This is what I know. Trade shows and conferences were canceled and then moved online. For those that could, they left the office “for two weeks” and never returned. For those that couldn’t, they stayed behind masks and social distancing and kept moving. For owners and leaders, it vacillated between this is the worst thing that could ever happen to there just might be a silver lining (or even the best years of the company.)
But similar to the educators I spoke with, the last two years can feel a bit lost. Outside of work, our employees missed family celebrations, concerts, and vacations. They stopped going to the gym or church or out to dinner – for a while or forever. Their off work hours were a daily whipsaw of what they should or shouldn’t do.

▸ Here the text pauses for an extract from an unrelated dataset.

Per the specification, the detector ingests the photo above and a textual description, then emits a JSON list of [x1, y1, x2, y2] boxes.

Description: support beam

The big and small rituals of our adult life have blended into one very long Groundhog Day.
This is why my New Year’s UN-wish for you is to not do “new year, new you.” Instead, take a few moments to think about the plans you had last year or two years ago – both personal and professional. Some of those plans, for whatever reason, are no longer an option.
But maybe a few are worth dusting off and re-examining? Perhaps it’s the adult version of connecting the dots between your “freshman” and “junior” years.
For me, it is brushing off my Italian to prepare for a trip to Italy.
Our trip may or may not happen this year, but I can definitely pick up a few key phrases,
“Dov’é l’enoteca?” and “Si, mi piacerebbe un po’ di pasta!”
‘Where is the wine bar?’ and ‘Yes, I would love some pasta!’